Fictions

Trois façons de jouer chez Folio classique : Dostoïevski, Pouchkine et Zweig

Trois façons de jouer chez Folio classique : Dostoïevski, Pouchkine et Zweig

04 mai 2019 | PAR Julien Coquet

Trois personnages confrontés à la folie du jeu par trois grands auteurs classiques, de quoi revenir sur ces courts romans ou nouvelles qui décrivent la folie qui s’empare du joueur lors des jeux de hasard (Le Joueur de Dostoïevski et La Dame de pique de Pouchkine) ou lors des jeux réflexion (Nouvelle du jeu d’échecs de Zweig).

Dans une ville d’eaux allemande se retrouve tout ce que produit l’Europe en cette seconde moitié du XIXème siècle : des comtes, des désargentés qui ne demandent qu’à hériter, des Français, des Anglais, etc.

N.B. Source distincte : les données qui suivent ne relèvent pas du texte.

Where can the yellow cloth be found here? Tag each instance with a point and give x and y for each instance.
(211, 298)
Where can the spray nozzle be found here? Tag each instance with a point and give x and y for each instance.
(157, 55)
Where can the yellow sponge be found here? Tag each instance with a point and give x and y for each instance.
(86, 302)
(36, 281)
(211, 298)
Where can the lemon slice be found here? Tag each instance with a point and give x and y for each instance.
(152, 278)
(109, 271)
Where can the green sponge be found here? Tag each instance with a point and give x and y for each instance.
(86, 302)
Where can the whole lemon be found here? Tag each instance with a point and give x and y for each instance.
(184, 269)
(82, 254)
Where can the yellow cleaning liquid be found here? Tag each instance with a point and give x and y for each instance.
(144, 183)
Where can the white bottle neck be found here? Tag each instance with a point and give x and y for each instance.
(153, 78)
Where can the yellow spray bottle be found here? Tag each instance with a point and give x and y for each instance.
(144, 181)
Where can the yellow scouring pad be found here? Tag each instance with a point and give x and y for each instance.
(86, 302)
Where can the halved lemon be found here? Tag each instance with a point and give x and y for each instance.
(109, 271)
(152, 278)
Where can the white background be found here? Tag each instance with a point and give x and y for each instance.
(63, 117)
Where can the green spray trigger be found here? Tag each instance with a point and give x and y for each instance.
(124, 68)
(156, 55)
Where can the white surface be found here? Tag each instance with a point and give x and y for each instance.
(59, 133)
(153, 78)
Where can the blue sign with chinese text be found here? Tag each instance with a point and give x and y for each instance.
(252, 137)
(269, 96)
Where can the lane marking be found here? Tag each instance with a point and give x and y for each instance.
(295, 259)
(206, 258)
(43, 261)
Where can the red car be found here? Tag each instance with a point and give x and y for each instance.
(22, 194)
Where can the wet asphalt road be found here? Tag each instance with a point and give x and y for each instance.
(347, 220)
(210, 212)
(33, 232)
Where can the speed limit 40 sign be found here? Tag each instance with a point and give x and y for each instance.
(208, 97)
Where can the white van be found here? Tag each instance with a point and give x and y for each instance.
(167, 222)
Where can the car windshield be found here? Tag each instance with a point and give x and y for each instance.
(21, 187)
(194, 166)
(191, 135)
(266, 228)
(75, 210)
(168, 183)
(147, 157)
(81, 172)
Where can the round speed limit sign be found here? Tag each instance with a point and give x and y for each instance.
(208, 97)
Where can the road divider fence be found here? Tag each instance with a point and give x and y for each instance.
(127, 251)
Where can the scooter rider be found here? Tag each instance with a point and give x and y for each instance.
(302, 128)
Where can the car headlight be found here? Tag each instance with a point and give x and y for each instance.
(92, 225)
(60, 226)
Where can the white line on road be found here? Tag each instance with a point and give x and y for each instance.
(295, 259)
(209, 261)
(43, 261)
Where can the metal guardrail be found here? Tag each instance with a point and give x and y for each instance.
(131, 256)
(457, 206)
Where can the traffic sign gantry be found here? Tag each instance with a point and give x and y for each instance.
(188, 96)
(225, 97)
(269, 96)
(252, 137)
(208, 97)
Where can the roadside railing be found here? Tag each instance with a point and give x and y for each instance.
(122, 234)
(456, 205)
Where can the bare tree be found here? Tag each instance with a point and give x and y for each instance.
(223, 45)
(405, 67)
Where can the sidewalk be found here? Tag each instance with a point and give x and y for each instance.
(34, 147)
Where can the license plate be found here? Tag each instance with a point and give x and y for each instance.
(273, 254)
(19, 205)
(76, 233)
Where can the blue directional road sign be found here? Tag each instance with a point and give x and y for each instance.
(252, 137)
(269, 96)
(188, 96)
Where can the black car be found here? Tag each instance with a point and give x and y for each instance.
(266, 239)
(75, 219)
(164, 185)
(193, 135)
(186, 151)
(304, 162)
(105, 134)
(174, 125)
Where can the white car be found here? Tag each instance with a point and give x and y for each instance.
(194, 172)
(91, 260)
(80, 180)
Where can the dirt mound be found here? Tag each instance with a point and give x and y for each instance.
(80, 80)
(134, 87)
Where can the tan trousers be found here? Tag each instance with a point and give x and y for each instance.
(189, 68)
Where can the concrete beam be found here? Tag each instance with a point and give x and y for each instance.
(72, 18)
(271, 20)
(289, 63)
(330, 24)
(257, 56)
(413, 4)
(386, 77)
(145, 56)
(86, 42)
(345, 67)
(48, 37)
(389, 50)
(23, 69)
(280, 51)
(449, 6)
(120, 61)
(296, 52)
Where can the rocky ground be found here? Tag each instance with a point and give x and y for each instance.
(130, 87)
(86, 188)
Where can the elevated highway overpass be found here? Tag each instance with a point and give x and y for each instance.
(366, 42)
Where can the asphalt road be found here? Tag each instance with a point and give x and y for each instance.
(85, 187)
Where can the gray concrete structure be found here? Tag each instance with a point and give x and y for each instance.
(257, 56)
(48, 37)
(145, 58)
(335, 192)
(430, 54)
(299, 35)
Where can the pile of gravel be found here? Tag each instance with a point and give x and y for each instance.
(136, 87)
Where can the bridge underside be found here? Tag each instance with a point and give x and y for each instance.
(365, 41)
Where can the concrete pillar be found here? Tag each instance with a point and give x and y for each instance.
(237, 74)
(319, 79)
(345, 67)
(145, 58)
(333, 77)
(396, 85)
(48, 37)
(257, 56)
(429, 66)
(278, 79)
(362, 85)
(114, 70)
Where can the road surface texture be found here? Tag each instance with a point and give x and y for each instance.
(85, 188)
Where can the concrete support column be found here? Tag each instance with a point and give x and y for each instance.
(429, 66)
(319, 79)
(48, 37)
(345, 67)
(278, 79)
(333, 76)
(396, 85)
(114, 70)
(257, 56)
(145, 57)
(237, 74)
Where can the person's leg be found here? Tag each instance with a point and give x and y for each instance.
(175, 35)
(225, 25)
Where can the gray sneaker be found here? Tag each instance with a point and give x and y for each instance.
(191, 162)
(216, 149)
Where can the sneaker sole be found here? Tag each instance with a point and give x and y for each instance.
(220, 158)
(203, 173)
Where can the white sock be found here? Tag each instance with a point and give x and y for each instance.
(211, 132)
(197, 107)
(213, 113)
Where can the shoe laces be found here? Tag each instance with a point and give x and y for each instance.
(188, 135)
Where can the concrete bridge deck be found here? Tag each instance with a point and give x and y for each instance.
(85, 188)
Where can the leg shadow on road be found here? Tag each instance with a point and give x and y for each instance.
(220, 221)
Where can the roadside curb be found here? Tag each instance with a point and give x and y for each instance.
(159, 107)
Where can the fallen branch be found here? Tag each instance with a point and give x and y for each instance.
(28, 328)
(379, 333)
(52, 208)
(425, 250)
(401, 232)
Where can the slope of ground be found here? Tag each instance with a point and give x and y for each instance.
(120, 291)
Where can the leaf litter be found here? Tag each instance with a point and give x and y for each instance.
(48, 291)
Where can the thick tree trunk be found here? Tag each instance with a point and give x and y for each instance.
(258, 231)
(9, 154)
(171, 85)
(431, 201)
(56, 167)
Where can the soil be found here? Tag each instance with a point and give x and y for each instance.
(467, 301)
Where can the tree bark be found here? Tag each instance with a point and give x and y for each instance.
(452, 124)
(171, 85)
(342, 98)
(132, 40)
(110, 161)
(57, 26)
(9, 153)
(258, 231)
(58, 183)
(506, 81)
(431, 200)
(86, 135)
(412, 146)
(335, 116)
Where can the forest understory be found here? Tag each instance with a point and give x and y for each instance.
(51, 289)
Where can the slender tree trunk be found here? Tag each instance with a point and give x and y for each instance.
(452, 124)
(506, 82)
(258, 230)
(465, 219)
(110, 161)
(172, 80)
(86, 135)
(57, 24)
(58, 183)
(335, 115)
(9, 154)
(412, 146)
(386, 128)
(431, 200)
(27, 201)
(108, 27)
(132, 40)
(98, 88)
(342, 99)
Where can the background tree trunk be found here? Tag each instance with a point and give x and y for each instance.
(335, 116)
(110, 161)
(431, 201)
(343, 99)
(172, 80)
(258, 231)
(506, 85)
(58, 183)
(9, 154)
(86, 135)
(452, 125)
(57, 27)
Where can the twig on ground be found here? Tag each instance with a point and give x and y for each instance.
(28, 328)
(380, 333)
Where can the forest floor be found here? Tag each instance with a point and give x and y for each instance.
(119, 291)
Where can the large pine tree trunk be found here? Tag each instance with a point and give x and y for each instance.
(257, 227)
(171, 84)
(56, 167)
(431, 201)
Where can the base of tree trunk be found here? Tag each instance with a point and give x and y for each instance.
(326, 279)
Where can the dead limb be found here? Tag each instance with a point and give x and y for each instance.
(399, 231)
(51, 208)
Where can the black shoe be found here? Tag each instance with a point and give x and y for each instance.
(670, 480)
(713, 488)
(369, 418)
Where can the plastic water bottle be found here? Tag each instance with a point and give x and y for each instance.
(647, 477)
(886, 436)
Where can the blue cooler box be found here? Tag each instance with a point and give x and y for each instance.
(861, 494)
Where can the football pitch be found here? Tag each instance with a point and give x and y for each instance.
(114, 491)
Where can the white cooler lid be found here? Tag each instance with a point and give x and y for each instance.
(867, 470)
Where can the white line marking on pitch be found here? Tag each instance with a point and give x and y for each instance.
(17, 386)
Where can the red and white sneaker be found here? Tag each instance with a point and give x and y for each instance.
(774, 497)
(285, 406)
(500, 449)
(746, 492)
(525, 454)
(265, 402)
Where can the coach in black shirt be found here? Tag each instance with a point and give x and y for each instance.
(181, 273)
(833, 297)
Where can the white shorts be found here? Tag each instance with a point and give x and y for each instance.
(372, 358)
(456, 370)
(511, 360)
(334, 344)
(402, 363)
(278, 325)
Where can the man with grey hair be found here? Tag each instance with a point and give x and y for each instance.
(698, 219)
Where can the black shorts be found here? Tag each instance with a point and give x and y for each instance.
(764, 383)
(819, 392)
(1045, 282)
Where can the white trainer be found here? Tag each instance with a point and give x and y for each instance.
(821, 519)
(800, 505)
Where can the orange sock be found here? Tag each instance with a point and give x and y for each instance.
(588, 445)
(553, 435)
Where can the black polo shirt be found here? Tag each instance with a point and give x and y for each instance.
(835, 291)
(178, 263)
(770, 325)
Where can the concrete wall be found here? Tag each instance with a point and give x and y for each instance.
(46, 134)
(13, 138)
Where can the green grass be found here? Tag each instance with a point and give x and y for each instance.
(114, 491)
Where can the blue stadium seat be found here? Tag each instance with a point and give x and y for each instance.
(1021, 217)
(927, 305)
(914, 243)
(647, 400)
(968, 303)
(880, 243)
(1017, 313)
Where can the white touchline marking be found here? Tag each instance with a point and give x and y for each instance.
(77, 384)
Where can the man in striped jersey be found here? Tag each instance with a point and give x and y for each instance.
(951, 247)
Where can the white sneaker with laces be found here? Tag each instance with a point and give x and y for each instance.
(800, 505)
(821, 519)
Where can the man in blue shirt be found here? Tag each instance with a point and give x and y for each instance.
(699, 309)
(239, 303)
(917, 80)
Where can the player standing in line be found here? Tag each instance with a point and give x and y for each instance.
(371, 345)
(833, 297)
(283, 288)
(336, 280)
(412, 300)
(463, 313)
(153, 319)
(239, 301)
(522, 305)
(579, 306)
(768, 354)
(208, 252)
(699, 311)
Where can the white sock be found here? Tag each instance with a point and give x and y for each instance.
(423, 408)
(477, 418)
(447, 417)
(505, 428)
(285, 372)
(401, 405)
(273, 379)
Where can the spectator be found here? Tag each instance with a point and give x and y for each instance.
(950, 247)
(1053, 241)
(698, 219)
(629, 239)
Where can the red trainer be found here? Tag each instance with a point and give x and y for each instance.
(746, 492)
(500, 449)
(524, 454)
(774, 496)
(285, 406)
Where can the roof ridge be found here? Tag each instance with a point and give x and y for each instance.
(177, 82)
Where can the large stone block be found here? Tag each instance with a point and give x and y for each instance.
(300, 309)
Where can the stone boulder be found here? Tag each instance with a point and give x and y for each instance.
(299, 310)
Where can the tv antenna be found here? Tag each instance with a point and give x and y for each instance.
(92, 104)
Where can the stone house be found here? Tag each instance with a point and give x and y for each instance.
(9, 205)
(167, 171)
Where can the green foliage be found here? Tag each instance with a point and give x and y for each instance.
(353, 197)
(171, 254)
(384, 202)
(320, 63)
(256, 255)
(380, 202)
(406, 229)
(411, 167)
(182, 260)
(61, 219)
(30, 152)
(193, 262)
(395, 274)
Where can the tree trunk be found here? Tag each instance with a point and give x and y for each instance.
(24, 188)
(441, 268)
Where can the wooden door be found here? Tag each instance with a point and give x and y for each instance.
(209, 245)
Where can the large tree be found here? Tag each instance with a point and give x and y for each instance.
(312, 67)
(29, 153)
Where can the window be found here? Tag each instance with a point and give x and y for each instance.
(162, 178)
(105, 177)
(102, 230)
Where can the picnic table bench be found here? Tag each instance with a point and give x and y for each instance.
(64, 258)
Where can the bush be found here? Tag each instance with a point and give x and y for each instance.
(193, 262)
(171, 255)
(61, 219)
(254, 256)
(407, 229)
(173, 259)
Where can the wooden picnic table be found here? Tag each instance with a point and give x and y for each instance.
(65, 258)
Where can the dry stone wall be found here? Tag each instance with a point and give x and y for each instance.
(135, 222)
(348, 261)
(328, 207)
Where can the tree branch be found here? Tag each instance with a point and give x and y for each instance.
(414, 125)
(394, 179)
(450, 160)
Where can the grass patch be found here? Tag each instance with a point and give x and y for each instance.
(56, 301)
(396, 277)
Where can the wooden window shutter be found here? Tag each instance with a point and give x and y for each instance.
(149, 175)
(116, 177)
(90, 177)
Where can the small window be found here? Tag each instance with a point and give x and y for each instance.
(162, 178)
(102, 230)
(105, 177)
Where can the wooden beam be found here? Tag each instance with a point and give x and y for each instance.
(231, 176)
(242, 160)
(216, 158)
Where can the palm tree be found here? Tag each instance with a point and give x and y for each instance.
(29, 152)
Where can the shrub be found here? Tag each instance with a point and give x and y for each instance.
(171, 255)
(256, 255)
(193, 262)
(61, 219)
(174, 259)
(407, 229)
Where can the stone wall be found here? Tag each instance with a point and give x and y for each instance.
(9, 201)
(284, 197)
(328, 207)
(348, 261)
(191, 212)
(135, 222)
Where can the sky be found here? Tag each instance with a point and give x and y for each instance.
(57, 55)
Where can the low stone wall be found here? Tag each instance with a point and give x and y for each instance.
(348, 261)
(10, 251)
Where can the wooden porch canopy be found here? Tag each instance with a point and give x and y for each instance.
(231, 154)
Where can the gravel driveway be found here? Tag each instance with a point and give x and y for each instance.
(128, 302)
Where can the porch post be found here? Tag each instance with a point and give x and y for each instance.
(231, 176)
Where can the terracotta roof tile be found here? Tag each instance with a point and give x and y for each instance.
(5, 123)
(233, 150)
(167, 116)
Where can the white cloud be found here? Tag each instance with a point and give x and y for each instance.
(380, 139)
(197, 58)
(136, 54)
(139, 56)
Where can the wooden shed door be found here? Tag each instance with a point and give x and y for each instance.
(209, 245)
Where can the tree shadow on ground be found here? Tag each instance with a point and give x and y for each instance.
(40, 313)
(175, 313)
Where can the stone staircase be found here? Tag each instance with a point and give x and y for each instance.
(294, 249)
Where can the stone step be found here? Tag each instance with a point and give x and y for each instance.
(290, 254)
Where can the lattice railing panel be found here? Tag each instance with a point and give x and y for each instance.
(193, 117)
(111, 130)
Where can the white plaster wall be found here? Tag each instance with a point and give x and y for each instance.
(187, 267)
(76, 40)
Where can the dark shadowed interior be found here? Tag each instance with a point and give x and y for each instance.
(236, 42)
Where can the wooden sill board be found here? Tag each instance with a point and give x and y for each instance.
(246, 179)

Tout tourne autour de l’argent et le monde se divise en deux catégories : ceux qui en ont, et ceux qui espèrent en avoir. Le narrateur du Joueur de Dostoïevski assiste aux querelles d’héritage d’une famille et, fou amoureux, décide de jouer à la roulette pour sauver Paulina de ses dettes… Dostoïevski dresse un portrait saisissant de cette Europe décadente qui ne pense qu’à l’argent et à l’importance pour chaque famille de la réputation qui la précède. Le Joueur est aussi et surtout une réflexion sur l’attraction du vice et sur la punition qui en découle.

Toujours du côté russe, la nouvelle de Pouchkine, La Dame de pique, adaptée en opéra par Tchaïkovski, était considérée comme « un chef-d’œuvre de l’art fantastique » selon Dostoïevski. En effet, à la lecture du récit, Pouchkine n’a rien à envier aux meilleures nouvelles fantastiques de Maupassant (le principe du récit dans le récit domine aussi ici). Le jeune Hermann, ambitieux et arrogant, entend parler d’une fameuse combinaison de trois cartes qui permettrait de devenir riche. Après s’être introduit chez une comtesse et lui avoir soutiré son secret (mais à quel prix !), Hermann se rend au jeu, obsédé par la réussite promise. Rythmée, angoissée et fatale, La Dame de pique est un chef-d’œuvre de la concision.

D’un tout autre style puisque s’attachant à un jeu de réflexion, sans doute le plus difficile, la Nouvelle du jeu d’échecs, dernière nouvelle de Stefan Zweig avant son suicide, est un autre très grand moment de littérature. Sur un paquebot, un homme se remet à jouer aux échecs après avoir été enfermé plusieurs mois par les nazis sans aucune autre distinction que ce jeu. L’obsession qui conduit à la folie est merveilleusement décrite, tels ces moments où le personnage principal, enfermé dans sa cellule, se met à jouer contre lui-même, déplaçant les pions blancs et les pions noirs, se dédoublant et cherchant à faire gagner les blancs comme les noirs.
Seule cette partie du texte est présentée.